Attention (mechanism)

Self-attention: pairwise relevance at scale

Attention weights route information between tokens—powerful and expensive; not a metaphor for human focus.

Mechanics

For each position, the model computes queries, keys, and values; softmaxed scores determine how much to blend other positions’ values. Stacked layers build increasingly global representations. This replaces many recurrent pathways with parallelizable ops—key to large-scale training.

Cost and context

Naive attention scales quadratically with sequence length—linking directly to token counts and context window budgets. Long-context models rely on kernels, flash attention, block-sparse patterns, or architectural approximations—each with trade-offs for latency and quantization paths.

Geometry and meaning

Attention patterns interact with the representation space described in understanding as geometry— steering which neighborhoods influence the next token prediction.

Multimodal variants

Cross-attention between modalities appears in many multimodal stacks—new seams, new failure modes.

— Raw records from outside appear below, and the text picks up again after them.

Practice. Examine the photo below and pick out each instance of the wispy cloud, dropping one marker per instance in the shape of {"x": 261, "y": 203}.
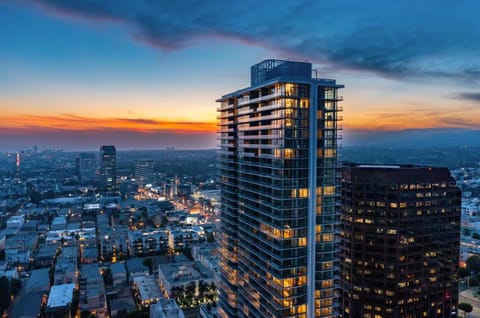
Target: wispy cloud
{"x": 393, "y": 38}
{"x": 72, "y": 122}
{"x": 470, "y": 96}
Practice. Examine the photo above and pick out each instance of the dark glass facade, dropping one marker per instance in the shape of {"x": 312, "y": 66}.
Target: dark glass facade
{"x": 278, "y": 177}
{"x": 399, "y": 242}
{"x": 108, "y": 168}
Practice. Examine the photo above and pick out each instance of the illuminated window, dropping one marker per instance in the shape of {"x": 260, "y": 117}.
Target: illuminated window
{"x": 289, "y": 153}
{"x": 302, "y": 241}
{"x": 327, "y": 283}
{"x": 303, "y": 193}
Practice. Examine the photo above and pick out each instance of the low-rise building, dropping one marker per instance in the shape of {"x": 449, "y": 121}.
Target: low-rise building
{"x": 147, "y": 290}
{"x": 166, "y": 308}
{"x": 119, "y": 274}
{"x": 136, "y": 268}
{"x": 45, "y": 256}
{"x": 182, "y": 238}
{"x": 92, "y": 291}
{"x": 145, "y": 242}
{"x": 178, "y": 275}
{"x": 60, "y": 301}
{"x": 39, "y": 281}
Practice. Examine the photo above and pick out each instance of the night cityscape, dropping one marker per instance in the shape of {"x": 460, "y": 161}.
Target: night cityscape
{"x": 216, "y": 159}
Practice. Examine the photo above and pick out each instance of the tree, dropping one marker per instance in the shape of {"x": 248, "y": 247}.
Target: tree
{"x": 467, "y": 231}
{"x": 466, "y": 308}
{"x": 473, "y": 282}
{"x": 4, "y": 292}
{"x": 51, "y": 274}
{"x": 463, "y": 272}
{"x": 473, "y": 263}
{"x": 149, "y": 263}
{"x": 86, "y": 314}
{"x": 15, "y": 286}
{"x": 107, "y": 277}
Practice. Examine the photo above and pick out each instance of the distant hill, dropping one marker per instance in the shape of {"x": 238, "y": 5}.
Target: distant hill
{"x": 413, "y": 138}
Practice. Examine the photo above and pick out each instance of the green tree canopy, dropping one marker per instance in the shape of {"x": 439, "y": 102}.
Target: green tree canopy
{"x": 466, "y": 308}
{"x": 473, "y": 263}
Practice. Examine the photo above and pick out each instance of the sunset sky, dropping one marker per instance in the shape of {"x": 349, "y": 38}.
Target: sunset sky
{"x": 145, "y": 74}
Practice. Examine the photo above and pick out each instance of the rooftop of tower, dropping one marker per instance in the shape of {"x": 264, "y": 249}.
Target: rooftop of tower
{"x": 273, "y": 70}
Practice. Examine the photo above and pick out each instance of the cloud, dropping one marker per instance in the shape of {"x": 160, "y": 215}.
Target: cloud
{"x": 16, "y": 139}
{"x": 393, "y": 38}
{"x": 72, "y": 122}
{"x": 469, "y": 96}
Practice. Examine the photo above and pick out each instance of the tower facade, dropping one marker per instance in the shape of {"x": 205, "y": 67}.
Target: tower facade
{"x": 144, "y": 171}
{"x": 277, "y": 176}
{"x": 87, "y": 167}
{"x": 108, "y": 168}
{"x": 400, "y": 242}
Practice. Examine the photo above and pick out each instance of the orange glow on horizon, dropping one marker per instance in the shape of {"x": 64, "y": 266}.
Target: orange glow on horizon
{"x": 82, "y": 123}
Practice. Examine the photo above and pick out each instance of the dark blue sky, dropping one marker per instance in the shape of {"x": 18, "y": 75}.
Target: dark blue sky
{"x": 145, "y": 74}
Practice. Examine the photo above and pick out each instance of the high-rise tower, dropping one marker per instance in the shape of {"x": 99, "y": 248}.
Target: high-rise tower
{"x": 278, "y": 177}
{"x": 400, "y": 242}
{"x": 87, "y": 166}
{"x": 144, "y": 171}
{"x": 108, "y": 168}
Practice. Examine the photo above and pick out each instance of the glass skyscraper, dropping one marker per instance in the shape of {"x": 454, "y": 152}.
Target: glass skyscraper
{"x": 278, "y": 177}
{"x": 108, "y": 168}
{"x": 400, "y": 242}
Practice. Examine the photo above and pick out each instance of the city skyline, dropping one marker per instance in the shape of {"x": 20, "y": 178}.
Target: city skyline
{"x": 146, "y": 76}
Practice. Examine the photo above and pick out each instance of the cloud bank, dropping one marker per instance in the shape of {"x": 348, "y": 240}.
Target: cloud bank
{"x": 391, "y": 38}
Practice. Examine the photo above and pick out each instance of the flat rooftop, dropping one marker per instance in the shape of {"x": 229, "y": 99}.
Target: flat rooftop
{"x": 60, "y": 295}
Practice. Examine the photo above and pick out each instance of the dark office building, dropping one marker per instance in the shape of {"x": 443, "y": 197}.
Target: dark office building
{"x": 399, "y": 242}
{"x": 108, "y": 168}
{"x": 144, "y": 171}
{"x": 278, "y": 178}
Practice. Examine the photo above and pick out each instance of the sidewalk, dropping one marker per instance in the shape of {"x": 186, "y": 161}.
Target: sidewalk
{"x": 467, "y": 296}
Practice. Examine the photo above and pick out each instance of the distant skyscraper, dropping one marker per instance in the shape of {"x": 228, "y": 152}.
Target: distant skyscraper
{"x": 87, "y": 167}
{"x": 278, "y": 165}
{"x": 108, "y": 168}
{"x": 400, "y": 242}
{"x": 143, "y": 171}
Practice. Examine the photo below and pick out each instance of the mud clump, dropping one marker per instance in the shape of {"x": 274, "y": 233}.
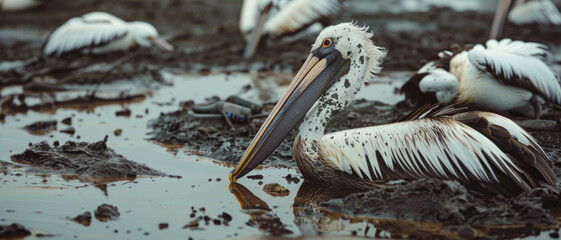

Flash attention and IO-aware implementations

Reordering attention computation to reduce HBM traffic can dominate wall-clock wins on long sequences—"algorithm" and "kernel" are co-designed; see also latency.

Linear attention and subquadratic approximations

State-space models, Performer-style kernels, and other subquadratic layers trade exact pairwise attention for structured inductive biases—useful when context must grow very large on fixed hardware budgets.